Hmmm, ich verstehe es nicht. Ich habe, wie ich es bei jeder Installation mache, die Installation von ISPConfig 3 aktuelle Version auf einem Hetzner Server nach diesem Tutorial unter Debian 5 Lenny versucht, mit dem 32-bit clean Image das man über das Resume System bekommt (ist auch kein SysCP drin wie in der 64 bit Variante).
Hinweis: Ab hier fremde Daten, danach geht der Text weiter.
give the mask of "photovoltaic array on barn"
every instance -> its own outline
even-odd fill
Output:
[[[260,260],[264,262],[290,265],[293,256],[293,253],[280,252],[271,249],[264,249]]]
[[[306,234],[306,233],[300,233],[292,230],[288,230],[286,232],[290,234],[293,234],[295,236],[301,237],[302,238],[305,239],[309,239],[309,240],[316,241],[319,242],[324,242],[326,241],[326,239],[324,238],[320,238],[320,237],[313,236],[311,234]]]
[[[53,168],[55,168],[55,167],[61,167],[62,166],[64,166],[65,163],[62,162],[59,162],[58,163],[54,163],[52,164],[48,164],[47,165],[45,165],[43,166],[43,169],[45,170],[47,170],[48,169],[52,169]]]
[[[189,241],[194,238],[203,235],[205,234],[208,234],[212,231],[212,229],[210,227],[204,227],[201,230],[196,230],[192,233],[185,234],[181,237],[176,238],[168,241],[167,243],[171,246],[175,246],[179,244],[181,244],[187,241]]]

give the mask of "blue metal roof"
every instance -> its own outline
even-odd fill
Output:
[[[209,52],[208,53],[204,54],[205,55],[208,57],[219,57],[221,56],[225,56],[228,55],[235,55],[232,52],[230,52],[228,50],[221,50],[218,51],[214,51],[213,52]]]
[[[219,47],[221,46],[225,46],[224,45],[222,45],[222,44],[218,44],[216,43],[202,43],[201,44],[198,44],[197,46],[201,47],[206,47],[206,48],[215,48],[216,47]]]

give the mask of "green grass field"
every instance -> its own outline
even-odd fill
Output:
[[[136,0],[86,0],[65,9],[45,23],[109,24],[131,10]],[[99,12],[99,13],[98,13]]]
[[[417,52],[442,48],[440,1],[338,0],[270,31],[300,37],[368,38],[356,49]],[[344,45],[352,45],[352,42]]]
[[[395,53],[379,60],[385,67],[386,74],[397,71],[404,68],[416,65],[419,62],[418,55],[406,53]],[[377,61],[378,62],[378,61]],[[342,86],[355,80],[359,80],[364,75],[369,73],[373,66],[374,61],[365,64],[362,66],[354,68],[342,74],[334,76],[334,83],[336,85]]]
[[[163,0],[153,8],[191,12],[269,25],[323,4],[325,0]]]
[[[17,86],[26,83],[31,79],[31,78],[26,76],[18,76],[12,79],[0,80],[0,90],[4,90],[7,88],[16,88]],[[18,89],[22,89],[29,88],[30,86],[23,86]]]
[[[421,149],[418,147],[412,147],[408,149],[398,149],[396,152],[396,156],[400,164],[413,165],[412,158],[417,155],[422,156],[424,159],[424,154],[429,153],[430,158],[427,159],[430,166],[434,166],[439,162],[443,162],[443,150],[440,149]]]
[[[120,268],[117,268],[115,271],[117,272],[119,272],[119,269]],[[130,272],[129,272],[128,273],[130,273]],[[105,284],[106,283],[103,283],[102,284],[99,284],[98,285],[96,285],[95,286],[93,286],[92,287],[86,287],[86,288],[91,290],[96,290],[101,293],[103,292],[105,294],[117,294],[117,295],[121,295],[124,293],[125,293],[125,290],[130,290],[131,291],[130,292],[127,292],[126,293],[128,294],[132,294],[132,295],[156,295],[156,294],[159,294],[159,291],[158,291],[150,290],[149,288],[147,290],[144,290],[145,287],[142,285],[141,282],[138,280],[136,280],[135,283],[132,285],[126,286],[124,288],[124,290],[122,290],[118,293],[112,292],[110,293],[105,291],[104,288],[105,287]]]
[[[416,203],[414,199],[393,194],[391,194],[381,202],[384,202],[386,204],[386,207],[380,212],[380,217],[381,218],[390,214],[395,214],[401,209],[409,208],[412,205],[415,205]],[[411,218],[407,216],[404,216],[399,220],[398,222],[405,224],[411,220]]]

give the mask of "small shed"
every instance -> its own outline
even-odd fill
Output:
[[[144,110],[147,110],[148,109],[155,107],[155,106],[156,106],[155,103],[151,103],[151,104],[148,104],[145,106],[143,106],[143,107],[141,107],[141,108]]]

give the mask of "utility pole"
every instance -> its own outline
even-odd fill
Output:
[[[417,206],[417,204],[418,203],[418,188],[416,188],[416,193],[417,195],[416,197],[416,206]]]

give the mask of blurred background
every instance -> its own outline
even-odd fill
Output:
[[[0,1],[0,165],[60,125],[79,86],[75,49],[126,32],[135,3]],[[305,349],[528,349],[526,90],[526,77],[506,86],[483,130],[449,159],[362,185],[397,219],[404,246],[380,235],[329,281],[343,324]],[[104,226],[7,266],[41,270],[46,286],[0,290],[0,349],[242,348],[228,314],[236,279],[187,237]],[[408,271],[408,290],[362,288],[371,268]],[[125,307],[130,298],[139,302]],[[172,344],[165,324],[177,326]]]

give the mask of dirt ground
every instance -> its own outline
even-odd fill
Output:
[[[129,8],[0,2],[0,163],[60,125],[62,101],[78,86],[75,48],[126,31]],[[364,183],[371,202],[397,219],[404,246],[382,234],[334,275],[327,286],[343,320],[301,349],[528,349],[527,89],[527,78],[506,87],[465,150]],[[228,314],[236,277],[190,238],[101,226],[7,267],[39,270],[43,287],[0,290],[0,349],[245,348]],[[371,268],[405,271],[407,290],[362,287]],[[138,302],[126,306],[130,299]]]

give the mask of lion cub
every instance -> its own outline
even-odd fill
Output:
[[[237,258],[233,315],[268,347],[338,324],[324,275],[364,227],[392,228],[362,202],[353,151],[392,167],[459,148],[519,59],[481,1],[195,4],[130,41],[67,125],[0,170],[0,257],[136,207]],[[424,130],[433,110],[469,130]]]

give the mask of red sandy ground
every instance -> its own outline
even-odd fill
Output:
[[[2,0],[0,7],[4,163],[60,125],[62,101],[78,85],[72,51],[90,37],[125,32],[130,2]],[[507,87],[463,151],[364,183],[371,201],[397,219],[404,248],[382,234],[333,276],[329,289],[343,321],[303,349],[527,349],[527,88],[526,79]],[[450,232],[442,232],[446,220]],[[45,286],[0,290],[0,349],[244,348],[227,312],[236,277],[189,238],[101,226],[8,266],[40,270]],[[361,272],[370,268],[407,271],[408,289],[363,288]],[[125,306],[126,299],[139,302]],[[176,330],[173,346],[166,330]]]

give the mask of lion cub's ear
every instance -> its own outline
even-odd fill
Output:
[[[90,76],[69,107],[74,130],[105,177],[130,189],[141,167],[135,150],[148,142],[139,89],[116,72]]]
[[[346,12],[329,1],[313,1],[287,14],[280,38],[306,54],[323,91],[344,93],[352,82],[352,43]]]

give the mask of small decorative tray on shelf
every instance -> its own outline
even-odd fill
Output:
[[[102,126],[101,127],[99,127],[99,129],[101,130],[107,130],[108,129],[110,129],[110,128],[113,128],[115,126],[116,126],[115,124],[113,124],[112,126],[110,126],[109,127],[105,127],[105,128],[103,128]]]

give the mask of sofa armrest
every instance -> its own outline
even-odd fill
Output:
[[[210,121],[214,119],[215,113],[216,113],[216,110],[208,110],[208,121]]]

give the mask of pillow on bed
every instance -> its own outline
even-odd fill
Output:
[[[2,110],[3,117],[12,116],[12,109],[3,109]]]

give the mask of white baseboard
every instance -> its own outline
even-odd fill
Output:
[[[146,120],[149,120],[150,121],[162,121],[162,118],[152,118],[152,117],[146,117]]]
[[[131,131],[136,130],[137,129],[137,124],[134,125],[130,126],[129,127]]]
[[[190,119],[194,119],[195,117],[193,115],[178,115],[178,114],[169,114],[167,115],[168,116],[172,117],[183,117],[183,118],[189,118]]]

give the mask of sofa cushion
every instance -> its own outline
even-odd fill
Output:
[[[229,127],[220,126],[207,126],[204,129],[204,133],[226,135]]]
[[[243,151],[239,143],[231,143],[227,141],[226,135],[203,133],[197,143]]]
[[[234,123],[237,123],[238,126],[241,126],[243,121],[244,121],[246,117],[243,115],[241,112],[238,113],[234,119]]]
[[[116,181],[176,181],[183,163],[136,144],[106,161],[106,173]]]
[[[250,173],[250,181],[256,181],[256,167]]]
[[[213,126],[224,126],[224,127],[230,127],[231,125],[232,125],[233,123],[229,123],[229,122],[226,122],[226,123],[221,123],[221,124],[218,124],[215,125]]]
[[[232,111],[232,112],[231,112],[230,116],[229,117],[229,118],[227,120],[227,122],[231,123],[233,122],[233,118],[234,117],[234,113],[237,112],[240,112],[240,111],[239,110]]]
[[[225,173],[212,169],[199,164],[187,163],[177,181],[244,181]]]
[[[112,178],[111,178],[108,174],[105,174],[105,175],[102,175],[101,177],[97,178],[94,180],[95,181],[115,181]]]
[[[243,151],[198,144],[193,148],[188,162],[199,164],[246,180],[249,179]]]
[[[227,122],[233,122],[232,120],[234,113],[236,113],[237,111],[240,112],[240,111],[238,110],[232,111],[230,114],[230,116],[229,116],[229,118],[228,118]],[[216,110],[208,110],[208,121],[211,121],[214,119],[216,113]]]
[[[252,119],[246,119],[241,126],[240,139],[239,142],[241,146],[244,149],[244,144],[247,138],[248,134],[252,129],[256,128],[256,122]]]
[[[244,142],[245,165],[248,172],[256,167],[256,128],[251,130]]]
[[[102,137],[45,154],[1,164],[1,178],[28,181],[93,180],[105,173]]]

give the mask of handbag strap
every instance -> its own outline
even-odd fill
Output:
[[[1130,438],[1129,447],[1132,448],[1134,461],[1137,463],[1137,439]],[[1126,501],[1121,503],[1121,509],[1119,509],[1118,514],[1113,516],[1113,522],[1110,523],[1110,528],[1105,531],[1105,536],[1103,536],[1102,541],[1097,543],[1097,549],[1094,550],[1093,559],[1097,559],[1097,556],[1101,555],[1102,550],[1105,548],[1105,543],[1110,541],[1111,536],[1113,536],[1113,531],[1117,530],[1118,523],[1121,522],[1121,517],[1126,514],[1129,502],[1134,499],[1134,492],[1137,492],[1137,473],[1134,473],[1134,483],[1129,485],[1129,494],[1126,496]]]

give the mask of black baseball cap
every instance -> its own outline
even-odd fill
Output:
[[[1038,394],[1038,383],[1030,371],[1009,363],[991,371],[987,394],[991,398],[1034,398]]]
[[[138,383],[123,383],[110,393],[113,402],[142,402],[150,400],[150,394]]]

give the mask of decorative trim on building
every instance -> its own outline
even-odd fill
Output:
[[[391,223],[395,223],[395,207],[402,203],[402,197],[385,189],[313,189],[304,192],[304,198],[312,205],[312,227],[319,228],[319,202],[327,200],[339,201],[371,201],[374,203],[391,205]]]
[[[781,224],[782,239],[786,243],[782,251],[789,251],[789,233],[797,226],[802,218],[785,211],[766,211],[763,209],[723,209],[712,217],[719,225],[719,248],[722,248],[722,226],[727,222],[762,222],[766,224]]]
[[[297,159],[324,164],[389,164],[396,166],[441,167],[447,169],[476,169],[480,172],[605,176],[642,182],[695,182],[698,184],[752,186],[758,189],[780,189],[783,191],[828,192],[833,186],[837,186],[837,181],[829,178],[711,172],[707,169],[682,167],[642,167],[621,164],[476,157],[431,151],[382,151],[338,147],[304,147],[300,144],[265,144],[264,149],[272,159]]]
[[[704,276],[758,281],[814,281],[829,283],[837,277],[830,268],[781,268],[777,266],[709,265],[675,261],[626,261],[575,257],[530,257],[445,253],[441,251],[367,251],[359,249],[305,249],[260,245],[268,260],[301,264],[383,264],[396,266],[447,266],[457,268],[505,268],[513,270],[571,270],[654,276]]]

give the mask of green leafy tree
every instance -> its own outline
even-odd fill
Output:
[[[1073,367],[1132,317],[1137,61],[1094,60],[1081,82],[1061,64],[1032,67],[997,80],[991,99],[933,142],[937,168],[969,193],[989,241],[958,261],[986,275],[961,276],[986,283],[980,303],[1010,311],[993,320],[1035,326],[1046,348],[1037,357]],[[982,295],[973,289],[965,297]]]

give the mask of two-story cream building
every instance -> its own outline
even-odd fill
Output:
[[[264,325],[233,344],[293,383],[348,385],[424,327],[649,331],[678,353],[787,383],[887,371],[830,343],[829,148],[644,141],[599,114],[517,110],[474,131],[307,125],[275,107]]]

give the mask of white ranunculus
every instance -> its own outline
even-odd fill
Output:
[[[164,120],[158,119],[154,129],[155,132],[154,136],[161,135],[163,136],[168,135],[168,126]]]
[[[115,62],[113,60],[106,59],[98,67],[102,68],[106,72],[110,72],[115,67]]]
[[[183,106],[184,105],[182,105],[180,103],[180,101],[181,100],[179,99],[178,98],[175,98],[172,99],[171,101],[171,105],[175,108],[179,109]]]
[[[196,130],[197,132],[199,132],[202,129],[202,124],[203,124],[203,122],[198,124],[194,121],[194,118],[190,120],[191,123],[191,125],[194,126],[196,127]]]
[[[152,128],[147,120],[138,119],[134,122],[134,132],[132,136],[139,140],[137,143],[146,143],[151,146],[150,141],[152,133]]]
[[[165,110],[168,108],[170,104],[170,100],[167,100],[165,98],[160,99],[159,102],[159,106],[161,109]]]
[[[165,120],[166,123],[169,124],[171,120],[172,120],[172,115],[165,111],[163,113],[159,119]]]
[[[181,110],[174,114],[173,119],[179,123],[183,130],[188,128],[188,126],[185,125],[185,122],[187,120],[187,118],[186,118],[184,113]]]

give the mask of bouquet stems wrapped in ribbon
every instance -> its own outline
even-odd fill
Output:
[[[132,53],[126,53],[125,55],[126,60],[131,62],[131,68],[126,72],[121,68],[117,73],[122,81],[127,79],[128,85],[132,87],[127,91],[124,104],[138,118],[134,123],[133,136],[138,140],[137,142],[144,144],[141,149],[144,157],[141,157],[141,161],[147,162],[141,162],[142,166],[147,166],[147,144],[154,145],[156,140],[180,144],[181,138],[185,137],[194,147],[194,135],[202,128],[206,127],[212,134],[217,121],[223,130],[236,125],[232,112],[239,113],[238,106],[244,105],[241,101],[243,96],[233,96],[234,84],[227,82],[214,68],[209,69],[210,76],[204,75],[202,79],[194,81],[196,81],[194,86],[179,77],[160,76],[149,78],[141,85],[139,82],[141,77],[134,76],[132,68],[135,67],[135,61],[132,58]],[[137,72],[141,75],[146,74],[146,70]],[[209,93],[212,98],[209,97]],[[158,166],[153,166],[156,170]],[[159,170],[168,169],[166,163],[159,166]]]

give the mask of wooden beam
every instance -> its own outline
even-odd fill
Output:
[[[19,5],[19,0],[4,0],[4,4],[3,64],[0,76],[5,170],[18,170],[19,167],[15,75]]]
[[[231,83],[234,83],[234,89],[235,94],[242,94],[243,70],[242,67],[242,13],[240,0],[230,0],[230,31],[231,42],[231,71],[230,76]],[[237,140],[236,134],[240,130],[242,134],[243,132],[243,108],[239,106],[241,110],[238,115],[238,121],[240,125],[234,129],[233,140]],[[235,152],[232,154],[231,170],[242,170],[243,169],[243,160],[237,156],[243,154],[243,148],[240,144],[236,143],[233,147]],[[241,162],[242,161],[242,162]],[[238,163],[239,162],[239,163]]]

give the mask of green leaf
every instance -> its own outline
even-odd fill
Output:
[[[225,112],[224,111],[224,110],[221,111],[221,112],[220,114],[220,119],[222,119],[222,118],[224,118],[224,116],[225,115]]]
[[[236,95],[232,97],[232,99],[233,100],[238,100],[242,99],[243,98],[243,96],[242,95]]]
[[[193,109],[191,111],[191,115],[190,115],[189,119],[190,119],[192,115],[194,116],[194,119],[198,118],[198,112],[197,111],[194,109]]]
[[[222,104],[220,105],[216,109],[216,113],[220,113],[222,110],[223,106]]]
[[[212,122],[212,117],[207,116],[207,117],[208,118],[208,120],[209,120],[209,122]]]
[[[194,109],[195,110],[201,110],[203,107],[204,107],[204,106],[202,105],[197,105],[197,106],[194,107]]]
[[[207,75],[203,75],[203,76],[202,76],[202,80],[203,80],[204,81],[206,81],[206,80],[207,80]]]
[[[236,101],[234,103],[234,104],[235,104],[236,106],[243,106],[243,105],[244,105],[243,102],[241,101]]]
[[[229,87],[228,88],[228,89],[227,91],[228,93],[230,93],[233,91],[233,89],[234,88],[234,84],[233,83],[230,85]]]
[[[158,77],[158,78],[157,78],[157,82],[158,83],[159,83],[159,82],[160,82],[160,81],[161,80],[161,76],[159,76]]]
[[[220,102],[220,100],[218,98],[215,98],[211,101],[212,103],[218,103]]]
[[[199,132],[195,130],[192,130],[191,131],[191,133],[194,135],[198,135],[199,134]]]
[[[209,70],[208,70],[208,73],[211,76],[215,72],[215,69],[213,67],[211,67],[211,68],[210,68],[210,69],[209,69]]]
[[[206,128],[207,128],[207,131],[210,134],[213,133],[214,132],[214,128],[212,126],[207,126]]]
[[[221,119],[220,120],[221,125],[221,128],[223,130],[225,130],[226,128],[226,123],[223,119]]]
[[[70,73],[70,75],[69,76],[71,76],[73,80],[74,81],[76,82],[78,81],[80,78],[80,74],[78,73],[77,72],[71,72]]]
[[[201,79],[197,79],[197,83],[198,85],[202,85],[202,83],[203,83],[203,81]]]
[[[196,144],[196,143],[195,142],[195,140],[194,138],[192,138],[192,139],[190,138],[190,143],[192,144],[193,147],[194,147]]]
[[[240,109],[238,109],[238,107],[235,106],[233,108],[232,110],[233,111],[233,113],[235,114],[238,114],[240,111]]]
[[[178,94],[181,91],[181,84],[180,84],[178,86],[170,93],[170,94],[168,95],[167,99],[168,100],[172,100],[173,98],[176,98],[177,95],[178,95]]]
Das ist jetzt der 5 Versuch und ich achte pingelig genau darauf das alles exakt so wie im Tut ist, nur irgendwie bekomme ich bei der Installation immer und immer wieder diesen Fehler:


```
didon:/tmp# cd ispconfig3_install/install/
didon:/tmp/ispconfig3_install/install# php -q install.php


--------------------------------------------------------------------------------
 _____ ___________   _____              __ _
|_   _/  ___| ___ \ /  __ \            / _(_)
  | | \ `--.| |_/ / | /  \/ ___  _ __ | |_ _  __ _
  | |  `--. \  __/  | |    / _ \| '_ \|  _| |/ _` |
 _| |_/\__/ / |     | \__/\ (_) | | | | | | | (_| |
 \___/\____/\_|      \____/\___/|_| |_|_| |_|\__, |
                                              __/ |
                                             |___/
--------------------------------------------------------------------------------


>> Initial configuration


Notice: Undefined variable: distver in /tmp/ispconfig3_install/install/lib/install.lib.php on line 135
Notice: Undefined variable: distid in /tmp/ispconfig3_install/install/lib/install.lib.php on line 135
Notice: Undefined variable: distbaseid in /tmp/ispconfig3_install/install/lib/install.lib.php on line 135
Linux Distribution or Version not recognized.didon:/tmp/ispconfig3_install/install#
```
Der einzigste Unterschied ist das ich jetzt nicht mehr die .TXT Tutorial nehme, sonst alles gleich.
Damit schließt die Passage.